Resulta cuanto menos curioso que casi siempre tengamos que perder lo que merece la pena para comprender lo importante que era para nosotros y nunca habíamos reconocido. Damos por sentadas demasiadas cosas. Pensamos que la vida, el disfrutar, la salud, el poder caminar, hablar, ver, tocar, oír o sentir son situaciones y circunstancias que nos pertenecen y que casi no tienen valor, sin darnos de cuenta que esas son precisamente las más importantes.
Muchas veces, cuando queremos disfrutar de la vida que Dios nos ha regalado ya es demasiado tarde. Deberíamos comenzar por el principio. Tendríamos que aprender a agradecer cada minuto de nuestra vida y cada sensación genial que tenemos el privilegio de disfrutar. Deberíamos vivir con un corazón enamorado de la Vida, con mayúsculas, que es el Señor Jesús.
Disfrutamos cuando amamos. Si amamos, aprendemos a disfrutar. Nadie nos puede obligar a ninguna de las dos cosas: ni a amar, ni a disfrutar. Y algo tan sencillo como eso es parte del examen más importante en nuestra vida cristiana: ¿hacemos lo que hacemos por amor o por obligación?
Leer la Biblia, orar, adorar, servir al Señor, compartir el evangelio, ayudar a otros… Si todo nos suena a obligación, nuestra motivación no es buena. Si lo sentimos como una necesidad, vamos por buen camino, pero todavía no hemos llegado a la meta. Si lo hacemos por amor, nuestra vida encontró su sentido, y vamos a disfrutar a pesar de que las circunstancias, a veces, no sean del todo buenas.
Si amamos a Dios, nos encantará contarle todo; vivir en su presencia, buscarle en cada momento para saber lo que piensa. Estaremos deseando conocer su voluntad, porque deseamos pasar tiempo con él. Nos apasionaremos con el Señor, incluso de una manera pública, como David, que no pudo parar de danzar al saber que la presencia de Dios le acompañaba.
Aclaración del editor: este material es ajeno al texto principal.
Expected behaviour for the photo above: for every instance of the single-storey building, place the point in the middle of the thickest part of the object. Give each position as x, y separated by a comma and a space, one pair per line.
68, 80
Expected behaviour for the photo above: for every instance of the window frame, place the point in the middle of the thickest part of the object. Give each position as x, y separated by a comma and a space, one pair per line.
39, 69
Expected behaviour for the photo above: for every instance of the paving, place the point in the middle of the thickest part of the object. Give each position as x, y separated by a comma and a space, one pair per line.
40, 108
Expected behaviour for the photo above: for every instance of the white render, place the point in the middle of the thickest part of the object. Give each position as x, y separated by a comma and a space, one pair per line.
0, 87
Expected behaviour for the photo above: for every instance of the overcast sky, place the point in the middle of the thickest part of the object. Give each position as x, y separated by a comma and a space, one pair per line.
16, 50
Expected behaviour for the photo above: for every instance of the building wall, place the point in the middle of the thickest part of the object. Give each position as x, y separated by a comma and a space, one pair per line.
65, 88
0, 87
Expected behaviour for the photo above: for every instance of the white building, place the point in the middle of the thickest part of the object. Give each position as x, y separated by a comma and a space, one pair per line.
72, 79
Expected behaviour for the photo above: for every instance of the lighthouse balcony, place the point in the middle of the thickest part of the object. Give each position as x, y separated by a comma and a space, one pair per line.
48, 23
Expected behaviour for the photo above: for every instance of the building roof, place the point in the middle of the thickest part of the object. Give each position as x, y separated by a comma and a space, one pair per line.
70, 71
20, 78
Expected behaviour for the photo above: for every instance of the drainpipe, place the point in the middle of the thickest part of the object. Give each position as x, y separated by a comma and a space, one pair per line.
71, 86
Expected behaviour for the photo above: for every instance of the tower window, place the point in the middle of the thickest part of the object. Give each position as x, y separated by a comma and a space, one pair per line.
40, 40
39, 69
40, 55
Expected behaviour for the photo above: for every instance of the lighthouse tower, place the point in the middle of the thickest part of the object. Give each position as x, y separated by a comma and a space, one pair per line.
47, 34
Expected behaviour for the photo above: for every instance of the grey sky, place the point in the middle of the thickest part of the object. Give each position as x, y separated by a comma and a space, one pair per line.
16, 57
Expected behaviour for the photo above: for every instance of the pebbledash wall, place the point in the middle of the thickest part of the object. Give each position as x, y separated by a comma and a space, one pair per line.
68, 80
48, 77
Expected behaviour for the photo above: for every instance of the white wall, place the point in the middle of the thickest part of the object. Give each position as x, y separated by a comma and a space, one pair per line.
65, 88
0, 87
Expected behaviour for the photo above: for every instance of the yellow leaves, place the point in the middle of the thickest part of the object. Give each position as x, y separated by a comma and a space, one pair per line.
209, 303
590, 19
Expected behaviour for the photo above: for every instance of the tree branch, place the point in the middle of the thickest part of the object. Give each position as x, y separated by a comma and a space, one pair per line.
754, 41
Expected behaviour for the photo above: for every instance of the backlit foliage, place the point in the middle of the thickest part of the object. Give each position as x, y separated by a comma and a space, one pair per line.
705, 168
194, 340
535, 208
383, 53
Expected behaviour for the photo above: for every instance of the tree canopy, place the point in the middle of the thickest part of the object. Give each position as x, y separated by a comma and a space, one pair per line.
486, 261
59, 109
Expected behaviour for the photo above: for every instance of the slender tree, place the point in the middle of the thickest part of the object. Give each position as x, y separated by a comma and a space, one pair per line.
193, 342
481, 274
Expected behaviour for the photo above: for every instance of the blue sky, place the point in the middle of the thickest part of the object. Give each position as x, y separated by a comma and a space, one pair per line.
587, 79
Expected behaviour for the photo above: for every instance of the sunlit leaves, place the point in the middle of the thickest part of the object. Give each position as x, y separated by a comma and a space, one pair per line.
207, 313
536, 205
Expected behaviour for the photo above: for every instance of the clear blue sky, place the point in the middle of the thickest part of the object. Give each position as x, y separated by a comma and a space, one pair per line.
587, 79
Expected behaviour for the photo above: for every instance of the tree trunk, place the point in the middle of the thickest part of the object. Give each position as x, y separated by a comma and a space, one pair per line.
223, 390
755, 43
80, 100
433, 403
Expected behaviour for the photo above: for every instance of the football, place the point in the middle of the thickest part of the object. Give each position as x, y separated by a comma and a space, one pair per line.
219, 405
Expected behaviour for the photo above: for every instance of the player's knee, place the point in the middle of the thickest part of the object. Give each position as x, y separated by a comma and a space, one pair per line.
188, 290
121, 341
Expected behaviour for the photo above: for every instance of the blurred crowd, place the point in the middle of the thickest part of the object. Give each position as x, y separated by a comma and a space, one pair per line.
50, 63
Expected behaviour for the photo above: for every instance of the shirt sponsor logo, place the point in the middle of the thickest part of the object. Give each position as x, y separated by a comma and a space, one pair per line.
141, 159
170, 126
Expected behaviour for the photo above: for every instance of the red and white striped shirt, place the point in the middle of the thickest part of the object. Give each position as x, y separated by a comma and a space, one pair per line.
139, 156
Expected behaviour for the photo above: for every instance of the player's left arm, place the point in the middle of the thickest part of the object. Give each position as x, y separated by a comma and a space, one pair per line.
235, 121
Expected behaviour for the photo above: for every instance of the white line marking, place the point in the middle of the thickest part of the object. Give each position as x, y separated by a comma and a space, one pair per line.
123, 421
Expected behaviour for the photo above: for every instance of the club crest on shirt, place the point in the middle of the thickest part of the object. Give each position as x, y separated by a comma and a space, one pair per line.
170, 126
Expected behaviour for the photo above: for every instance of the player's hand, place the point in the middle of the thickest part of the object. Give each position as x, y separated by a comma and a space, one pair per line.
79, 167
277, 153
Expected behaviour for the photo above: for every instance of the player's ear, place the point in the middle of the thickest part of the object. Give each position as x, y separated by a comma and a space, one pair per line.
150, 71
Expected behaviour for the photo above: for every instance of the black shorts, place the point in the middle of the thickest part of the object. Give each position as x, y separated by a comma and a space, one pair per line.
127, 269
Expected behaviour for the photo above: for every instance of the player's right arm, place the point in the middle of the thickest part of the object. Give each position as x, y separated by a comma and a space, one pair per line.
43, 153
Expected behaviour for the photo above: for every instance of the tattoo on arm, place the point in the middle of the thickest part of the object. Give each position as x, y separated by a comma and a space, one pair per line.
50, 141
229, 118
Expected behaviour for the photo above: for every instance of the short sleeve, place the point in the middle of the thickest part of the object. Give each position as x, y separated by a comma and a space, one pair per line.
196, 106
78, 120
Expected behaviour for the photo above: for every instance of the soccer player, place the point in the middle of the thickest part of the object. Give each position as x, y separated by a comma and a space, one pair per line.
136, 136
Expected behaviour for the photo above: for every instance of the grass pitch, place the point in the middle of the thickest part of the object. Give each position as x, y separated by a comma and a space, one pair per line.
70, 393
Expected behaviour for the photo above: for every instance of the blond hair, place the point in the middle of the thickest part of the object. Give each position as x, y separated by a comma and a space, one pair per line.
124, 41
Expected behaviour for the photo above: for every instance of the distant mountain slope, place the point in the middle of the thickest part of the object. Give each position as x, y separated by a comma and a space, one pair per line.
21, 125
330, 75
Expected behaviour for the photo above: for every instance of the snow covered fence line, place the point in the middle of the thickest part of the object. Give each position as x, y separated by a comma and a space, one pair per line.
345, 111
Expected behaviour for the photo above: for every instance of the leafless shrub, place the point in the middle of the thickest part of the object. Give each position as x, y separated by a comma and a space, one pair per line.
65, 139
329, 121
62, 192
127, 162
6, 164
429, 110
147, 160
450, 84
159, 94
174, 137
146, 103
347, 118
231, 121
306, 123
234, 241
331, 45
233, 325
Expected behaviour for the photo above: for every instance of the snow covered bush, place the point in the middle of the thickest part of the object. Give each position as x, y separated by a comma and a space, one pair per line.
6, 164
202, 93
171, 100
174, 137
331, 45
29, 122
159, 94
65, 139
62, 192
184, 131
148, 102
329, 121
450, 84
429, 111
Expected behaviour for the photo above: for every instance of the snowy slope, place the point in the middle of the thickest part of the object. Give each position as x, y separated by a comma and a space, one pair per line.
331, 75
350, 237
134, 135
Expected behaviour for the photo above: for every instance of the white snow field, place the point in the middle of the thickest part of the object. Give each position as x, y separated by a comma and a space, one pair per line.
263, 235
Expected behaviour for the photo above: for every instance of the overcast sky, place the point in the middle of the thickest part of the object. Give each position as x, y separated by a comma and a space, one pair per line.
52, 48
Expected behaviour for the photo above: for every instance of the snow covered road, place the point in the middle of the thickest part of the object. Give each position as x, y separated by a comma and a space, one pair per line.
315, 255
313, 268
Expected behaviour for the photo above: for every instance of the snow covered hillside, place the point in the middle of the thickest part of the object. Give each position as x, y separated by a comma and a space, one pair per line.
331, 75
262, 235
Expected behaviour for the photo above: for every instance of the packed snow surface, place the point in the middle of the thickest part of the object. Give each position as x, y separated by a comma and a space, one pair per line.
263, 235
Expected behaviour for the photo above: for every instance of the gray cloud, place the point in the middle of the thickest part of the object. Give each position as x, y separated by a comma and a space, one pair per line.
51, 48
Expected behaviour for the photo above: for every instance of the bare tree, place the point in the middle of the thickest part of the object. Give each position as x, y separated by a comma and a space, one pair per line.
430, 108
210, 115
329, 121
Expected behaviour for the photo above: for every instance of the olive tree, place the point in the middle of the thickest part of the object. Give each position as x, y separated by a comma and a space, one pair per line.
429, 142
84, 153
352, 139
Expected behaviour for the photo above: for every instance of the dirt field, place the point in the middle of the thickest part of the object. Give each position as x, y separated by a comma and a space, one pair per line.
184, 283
A pesar de todos sus fallos, Dios dijo que era un hombre conforme a su corazón. David vivía entusiasmado con su Creador.
De eso se trata la relación con Dios. Se trata de vivir bajo los dictados del amor, como un matrimonio experimenta, o como disfrutan dos amigos del placer de estar juntos. A propósito, esos dos ejemplos los puso el Señor Jesús en su relación con nosotros: «Como el Padre me ha amado, así también yo os he amado; permaneced en mi amor» (Juan 15:9). Alguien que nos ama de esa manera lo merece todo.
Pero no lo hacemos por obligación o necesidad, sino por amor. ¡No puede ser de otra manera!